15-08-2025
THIS IS AN ONLINE E LOG BOOK TO DISCUSS OUR PATIENT'S DE-IDENTIFIED HEALTH DATA SHARED AFTER TAKING HIS SIGNED INFORMED CONSENT. HERE WE DISCUSS OUR PATIENT'S PROBLEMS THROUGH SERIES OF INPUTS FROM AVAILABLE GLOBAL ONLINE COMMUNITY EXPERTS WITH AN AIM TO SOLVE THOSE PATIENT'S CLINICAL PROBLEMS WITH COLLECTIVE CURRENT BEST EVIDENCE BASED INPUTS.

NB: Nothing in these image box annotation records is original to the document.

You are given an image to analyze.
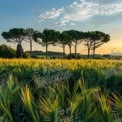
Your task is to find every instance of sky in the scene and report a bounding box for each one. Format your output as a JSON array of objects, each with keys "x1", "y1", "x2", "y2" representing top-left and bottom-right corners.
[{"x1": 0, "y1": 0, "x2": 122, "y2": 54}]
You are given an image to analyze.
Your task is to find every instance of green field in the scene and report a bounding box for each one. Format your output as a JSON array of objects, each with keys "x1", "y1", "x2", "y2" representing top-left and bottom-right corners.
[{"x1": 0, "y1": 59, "x2": 122, "y2": 122}]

[15-08-2025 12.50] PPM 1: An independence day gift from our CBBLE team working onsite offline on a holiday! @PPM3👇
Microbubbles are commonly observed in patients with mechanical mitral prostheses but are rare in those with tissue valve prostheses. Two main mechanisms, cavitation and degassing, are thought to underlie their formation. Cavitation occurs during valve closure due to high transient pressure drops, generating bubbles that collapse quickly. Degassing, linked to CO 2 release, produces longer-lasting bubbles. Microbubbles can be visualized using two-dimensional, transoesophageal echocardiography, and advanced three-dimensional echocardiography, which can help pinpoint their origin, often from the valve closure interface. These bubbles are typically benign and do not indicate valve dysfunction but may lead to misdiagnosis as thrombus or vegetation.
[15-08-2025 13:56] PPM 5: Yes sir
We do see microbubbles in post mechanical prosthetic valve patients. They are more common in mitral prosthetic valve than aortic
High pressure gradient and closure force in mitral valve - as aortic valve closes during ventricular diastole when the gradients across are lower and mitral valve closes during systole when there are high gradients
The mitral valve orifice is larger and has slower blood flow velocities compared to the aortic valve.
Slower flow through the mitral position might predispose to bubble formation due to longer residence time of blood in low-pressure zones during closure.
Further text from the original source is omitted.